Published 07/21/2014, 03:45 AM
Updated 12/18/2019, 06:45 AM

Politics to trump economics

While of course the markets will be watching the economic indicators as usual this week, the focus of attention will be on the crisis in Ukraine. Until recently the markets have been rather sanguine about the whole affair, assuming the Russian occupation of Crimea would be a largely one-off event. Now, however the problems in Ukraine are forcing themselves upon the rest of the world and could become a more important, even defining, factor for the markets if the conflict continues to escalate. We need only look at the action last Thursday – USD up, JPY up, Treasuries and Bunds up, Gold and Oil up, and stocks and industrial metals down – to see what the impact on markets might be. We may be back to a “risk off” world, after all.

The crisis in Ukraine matters for the European economy at the margin. According to Berenberg Securities, German goods exports to Russia last year amounted to 1.3% of German GDP; exports to Ukraine added a further 0.2% to that. These exports are now collapsing; German exports to Russia fell 17% yoy in April, while exports to much smaller Ukraine plunged 43%. As the conflict has escalated since then, the data for the coming months is likely to be even worse. Fortunately, Germany is the strongest economy in the Eurozone, and most other Eurozone countries are less exposed than Germany, so this is probably not enough by itself to tip the fragile Eurozone recovery back into recession, but it certainly doesn’t help.

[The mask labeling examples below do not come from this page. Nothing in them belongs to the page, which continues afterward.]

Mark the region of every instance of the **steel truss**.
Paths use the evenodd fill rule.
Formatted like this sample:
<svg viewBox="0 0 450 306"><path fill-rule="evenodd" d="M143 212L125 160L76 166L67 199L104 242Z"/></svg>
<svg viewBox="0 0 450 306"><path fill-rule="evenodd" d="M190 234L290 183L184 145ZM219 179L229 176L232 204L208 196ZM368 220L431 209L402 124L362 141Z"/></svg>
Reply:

The toll on the Russian economy is likely to be much greater, however. Britain, Germany and France Sunday agreed they should be ready to announce a fresh round of sanctions at Tuesday’s meeting of the EU Foreign Affairs Council. As domestic uncertainty and capital flight add to the burden of sanctions and the costs of war, Russia’s already troubled economy could suffer a major blow. RUB and the Russian stock market are likely to be the major market losers.

Today: Monday’s calendar is relatively light. During the European day, Germany’s PPI rate is forecast to have declined 0.7% yoy in June, compared to -0.8% yoy in May. We also get Italy’s industrial orders for May. Neither release is a major market mover.

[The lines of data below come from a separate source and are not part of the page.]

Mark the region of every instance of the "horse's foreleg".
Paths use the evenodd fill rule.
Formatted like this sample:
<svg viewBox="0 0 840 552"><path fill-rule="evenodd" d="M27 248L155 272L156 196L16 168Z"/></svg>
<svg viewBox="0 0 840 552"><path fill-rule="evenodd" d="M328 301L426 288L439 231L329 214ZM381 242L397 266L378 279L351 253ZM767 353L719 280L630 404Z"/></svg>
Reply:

The only indicator from the US is the Chicago Fed national activity index, but no forecast is available.

There are no speakers scheduled Monday

This week: The highlight of the week will be The Reserve Bank of New Zealand’s policy meeting on Thursday. We expect the Bank to increase its official cash rate by another 25bps to 3.50%. While the rate hike is widely expected, recent weaker than expected inflation data and the further decline of dairy prices may take some pressure off the RBNZ to raise rates in the following months. That’s what the focus of attention will be on. Governor Wheeler will hold a news conference following the Bank’s rate decision. On Wednesday the Bank of England releases the minutes of its latest policy meeting. Recent comments and speeches by MPC members, plus the minutes of recent meetings, indicate that at least some members have moved closer to a dissenting vote, but I doubt that it will come this month. With no outright dissent, the focus will be on the range of views on space capacity among MPC members and the debate about when to start raising rates.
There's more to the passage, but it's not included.